Something I wonder, too, is if the hardware can automatically determine how much pixels on a line are processed to get maximum efficiency based on texture cache size. That would be a lot more important. And in the case it can't, which is actually quite likely, it might real bad ( near zero ) efficiency when using 6 textures...
But even forgetting that problem, it would be "okay" - not much better.
If I didn't do any of my calculations wrong, 4KB for the four pipes might very well be fine.
But then again, more could always give a slight boost to performance. The real question is wether that boost is sufficent to justify the transistor count increase
Another interesting factor is the decreasing size of triangles.
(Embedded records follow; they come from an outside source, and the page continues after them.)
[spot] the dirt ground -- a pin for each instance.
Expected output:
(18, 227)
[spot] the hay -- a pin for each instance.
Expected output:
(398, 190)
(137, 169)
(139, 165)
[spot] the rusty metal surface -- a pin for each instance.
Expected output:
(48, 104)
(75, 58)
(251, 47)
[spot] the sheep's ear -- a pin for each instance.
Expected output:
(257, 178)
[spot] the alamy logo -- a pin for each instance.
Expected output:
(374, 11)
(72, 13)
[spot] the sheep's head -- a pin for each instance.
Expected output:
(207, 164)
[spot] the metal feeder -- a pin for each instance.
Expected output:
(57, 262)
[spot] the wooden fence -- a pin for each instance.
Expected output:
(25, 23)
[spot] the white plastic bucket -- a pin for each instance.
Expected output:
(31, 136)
I don't think texture cache efficiency is good ( if not automatically nil ) when keeping texture info from another triangle. So, with the decreasing size of polygons, could something like 20 pixels/line be sufficent in most situations?
Uttar
EDIT: Sounds like you are right: the GFFX *does* store all of its instructions in Video Memory. Sounds like that's a good reason for NV31 & NV34 to support 1024 instructions too.
This would indeed unable Dynamic Branching to work effictively in the PS, I guess. But could Static Branching still work well in the PS using that? I'd guess it could, but I might be wrong.
But GFFX temp registers are still stored in cache. As are several others things used in shaders. And those things are more expensive than on the R300, because they're FP32 ( yes, although FP32 performance is bad and nVidia is trying to make DX9 drivers use FP16 everywhere, it sounds like they made everything with FP32 in mind - performance probably isn't on par with their expectations... )
EDIT 2: After rethinking about it, I just don't understand how putting all of that in video memory makes sense...
Let's imagine each instruction is 45 bits, just like in the case of the VS according to the B3D article. Or rather, let's imagine it is 40 bits, just to be conservative.
Imagine an average of 20 instructions/pixel, and 1600x1200. All that at 60FPS.
That's 12GB/s...
Now, I just don't quite understand how that makes sense. There gotta be a misunderstanding somewhere. Unless nVidia found a way to defy mathematics, too!
Woah, that's gotta need serious driver tuning.